Am 10. Juni fand im Rechtsausschuss des Bundestages eine Anhörung von Sachverständigen zu dem Gesetzesentwurf der Bundesregierung und den Entwürfen der Oppositionsfraktionen statt. Die Stellungnahmen der Sachverständigen sind – mit einer Ausnahme – ebenfalls online verfügbar.

Während es bei den Verwaisten Werken vorwiegend um die Umsetzung einer EU-Richtlinie in nationales Recht geht und daher die Gestaltungsmöglichkeiten stark begrenzt sind, entzündete sich bei dem zweiten Thema ein teilweise quer zu Regierungskonstellationen verlaufender Streit über das Ob und die Frage, wer hier nun davon profitieren werde. Unstrittig unter allen Sachverständigen war, dass der vorgeschlagene §38 Abs. 4 UrhG nur einen sehr kleinen Kreis an Urhebern betreffen wird, ohne dass handfeste Gründe für eine solche enge Definition vorliegen.

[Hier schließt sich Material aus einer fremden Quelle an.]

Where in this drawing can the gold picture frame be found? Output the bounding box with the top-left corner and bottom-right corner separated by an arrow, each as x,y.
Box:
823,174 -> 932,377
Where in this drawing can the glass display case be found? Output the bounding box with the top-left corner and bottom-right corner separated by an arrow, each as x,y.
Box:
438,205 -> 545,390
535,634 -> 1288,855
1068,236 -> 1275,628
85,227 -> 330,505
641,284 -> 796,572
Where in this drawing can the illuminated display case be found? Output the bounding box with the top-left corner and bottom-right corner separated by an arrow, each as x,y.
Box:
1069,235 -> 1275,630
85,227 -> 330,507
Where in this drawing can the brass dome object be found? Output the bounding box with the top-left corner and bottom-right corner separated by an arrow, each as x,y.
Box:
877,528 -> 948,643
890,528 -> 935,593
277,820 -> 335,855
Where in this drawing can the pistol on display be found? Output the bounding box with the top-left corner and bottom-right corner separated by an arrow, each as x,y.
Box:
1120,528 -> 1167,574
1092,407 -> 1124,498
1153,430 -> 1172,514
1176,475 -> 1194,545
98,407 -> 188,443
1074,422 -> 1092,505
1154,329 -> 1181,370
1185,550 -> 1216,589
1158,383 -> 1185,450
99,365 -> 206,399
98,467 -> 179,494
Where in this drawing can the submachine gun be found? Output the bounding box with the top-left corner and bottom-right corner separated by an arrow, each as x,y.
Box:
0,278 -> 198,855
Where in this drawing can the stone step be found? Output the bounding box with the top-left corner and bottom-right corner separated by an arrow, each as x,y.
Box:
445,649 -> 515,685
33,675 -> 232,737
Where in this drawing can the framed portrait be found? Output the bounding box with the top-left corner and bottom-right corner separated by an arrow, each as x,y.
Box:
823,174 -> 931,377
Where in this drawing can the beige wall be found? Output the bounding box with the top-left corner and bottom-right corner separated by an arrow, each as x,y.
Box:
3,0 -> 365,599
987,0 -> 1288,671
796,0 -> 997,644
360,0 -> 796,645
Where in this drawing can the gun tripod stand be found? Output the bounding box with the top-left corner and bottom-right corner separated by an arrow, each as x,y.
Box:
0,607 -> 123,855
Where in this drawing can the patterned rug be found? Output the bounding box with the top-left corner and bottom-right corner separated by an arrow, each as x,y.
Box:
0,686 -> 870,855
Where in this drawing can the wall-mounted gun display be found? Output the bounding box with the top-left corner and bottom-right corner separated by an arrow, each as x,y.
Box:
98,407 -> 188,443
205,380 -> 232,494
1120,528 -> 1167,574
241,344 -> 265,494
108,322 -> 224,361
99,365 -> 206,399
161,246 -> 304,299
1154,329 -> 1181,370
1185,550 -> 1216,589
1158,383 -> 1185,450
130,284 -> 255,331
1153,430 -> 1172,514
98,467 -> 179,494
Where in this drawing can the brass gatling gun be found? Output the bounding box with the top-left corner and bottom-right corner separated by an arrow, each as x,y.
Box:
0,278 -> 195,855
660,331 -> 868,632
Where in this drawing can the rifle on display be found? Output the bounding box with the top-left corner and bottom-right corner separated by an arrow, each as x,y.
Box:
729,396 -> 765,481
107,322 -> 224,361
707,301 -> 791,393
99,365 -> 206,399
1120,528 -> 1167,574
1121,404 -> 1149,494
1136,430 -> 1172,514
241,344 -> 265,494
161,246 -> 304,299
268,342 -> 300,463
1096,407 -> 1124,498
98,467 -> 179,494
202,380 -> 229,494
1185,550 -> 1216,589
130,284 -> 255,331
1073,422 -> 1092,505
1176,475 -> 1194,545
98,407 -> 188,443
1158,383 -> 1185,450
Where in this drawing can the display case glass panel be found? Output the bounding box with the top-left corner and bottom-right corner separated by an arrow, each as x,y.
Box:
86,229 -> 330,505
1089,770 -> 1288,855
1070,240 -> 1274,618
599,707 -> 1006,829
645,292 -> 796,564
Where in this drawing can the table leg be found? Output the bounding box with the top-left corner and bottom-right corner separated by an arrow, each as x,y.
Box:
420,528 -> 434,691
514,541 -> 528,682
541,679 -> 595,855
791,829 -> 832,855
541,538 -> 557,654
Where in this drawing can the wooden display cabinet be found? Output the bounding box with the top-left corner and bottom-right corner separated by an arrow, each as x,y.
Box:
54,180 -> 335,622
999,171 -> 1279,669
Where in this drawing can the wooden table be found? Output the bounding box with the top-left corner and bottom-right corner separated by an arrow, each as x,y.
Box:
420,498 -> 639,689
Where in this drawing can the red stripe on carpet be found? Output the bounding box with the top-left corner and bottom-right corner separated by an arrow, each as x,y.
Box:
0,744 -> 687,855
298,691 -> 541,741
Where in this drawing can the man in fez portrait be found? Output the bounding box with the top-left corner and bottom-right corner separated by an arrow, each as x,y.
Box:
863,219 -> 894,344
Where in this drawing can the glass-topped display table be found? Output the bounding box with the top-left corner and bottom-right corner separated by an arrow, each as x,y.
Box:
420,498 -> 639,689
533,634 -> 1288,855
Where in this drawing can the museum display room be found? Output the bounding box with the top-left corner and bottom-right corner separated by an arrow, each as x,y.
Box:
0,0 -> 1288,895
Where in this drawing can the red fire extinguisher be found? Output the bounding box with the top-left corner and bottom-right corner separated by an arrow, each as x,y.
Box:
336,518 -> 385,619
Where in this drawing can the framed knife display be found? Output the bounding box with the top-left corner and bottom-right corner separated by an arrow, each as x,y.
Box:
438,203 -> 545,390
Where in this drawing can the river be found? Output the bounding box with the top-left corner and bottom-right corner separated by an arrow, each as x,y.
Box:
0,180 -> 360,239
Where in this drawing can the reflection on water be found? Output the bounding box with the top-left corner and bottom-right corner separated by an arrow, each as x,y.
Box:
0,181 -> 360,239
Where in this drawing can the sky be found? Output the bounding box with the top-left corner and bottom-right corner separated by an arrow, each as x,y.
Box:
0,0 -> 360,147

Von Oppositionsseite ist kein Widerstand mit Händen und Füßen gegen dieses Gesetz zu erwarten, insbesondere für den Bereich Verwaiste Werke ist sogar von einigen redaktionellen Formulierungen und Präzisierungen abgesehen Konsens zur Regelung. Beim Zweitveröffentlichungsrecht ist die Situation bizarrer, da es ja insbesondere ein Wunsch der Oppositionsfraktionen war, Urheber gegenüber Verlagen in ihrer Position zu stärken und etwas zur Förderung von Open-Access-Publikationen zu unternehmen. Dass die Regierung die Forderungen der Opposition in einer Schmalspurvariante übernimmt, die nahezu keine praktische Relevanz entfalten wird, ist mehr als ein Kuriosum. Es offenbart vielmehr die völlig entgegengesetzten Vorstellungen über den Freiheitsbegriff und die Waffengleichheit zwischen Urhebern und Verlegern.

 

Kommentare

  1. […] Gesetzgebungsverfahren, das uns seit nunmehr vier Jahren begleitet hat und zu dem wir regelmäßig Stellungnahmen abgegeben haben. Sowohl Verwaiste Werke als auch zweitveröffentlichte Werke werden nicht für […]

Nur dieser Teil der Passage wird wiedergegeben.